Alan Guth lectures now online
Salam Distinguished Lecture Series 2018

ICTP started off its new year of quality scientific activities with the Salam Distinguished Lecture Series. For 2018, the featured speaker was Alan Guth, the Victor F. Weisskopf Professor of Physics and a Margaret MacVicar Faculty Fellow at the Massachusetts Institute of Technology.

Guth delivered a series of three lectures, from 29 to 31 January, titled "Inflationary Cosmology: Is Our Universe Part of a Multiverse?". The Salam Distinguished Lecture Series is sponsored by the Kuwait Foundation for the Advancement of Sciences.

Missed the Salam Lectures livestream? Watch them on ICTP's YouTube channel:

 

According to Guth, inflationary cosmology gives a plausible explanation for many observed features of the universe, including its uniformity, its mass density, and the patterns of the ripples that are observed in the cosmic microwave background. Beyond what we can observe, most versions of inflation imply that our universe is not unique, but is part of a possibly infinite multiverse. Guth's first two lectures will describe the workings of inflation, the evidence for inflation, and why he believes that the possibility of a multiverse should be taken seriously. In the third lecture, he will discuss the arrow of time, and how it might originate in the context of inflationary cosmology. Abstracts of all three lectures are included below.

Trained in particle theory at MIT, Guth held postdoc positions at Princeton, Columbia, Cornell, and the Stanford Linear Accelerator Center before returning to MIT as a faculty member in 1980.  His work in cosmology began at Cornell, when fellow postdoc Henry Tye persuaded him to study the production of magnetic monopoles in the early universe.  Using standard assumptions, they found that far too many would be produced. Continuing this work at SLAC, Guth discovered that the magnetic monopole glut could be avoided by a new proposal which he called the inflationary universe. Guth's honors include ICTP's 2002 Dirac Medal (which he shared with Andrei Linde and Paul Steinhardt), the Breakthrough Prize in Fundamental Physics, and the 2014 Kavli Prize in Astrophysics.

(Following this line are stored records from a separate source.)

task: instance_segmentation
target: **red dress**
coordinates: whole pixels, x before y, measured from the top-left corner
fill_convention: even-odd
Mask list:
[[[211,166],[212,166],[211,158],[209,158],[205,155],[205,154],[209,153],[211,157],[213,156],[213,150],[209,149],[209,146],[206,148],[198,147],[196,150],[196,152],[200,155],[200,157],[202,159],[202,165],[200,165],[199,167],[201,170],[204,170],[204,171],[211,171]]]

Guth is still busy exploring the consequences of inflation. He has also written a popular-level book called "The Inflationary Universe: The Quest for a New Theory of Cosmic Origins" (Addison-Wesley/Perseus Books, 1997; available in ICTP's Marie Curie Library).

Abstracts

  • Lecture 1, 29 January: "Inflationary Cosmology: Is Our Universe Part of a Multiverse?"
    Inflationary cosmology gives a plausible explanation for many observed features of the universe, including its uniformity, its mass density, and the patterns of the ripples that are observed in the cosmic microwave background.  Beyond what we can observe, most versions of inflation imply that our universe is not unique, but is part of a possibly infinite multiverse. Guth described the workings of inflation, the evidence for inflation, and why he believes that the possibility of a multiverse should be taken seriously.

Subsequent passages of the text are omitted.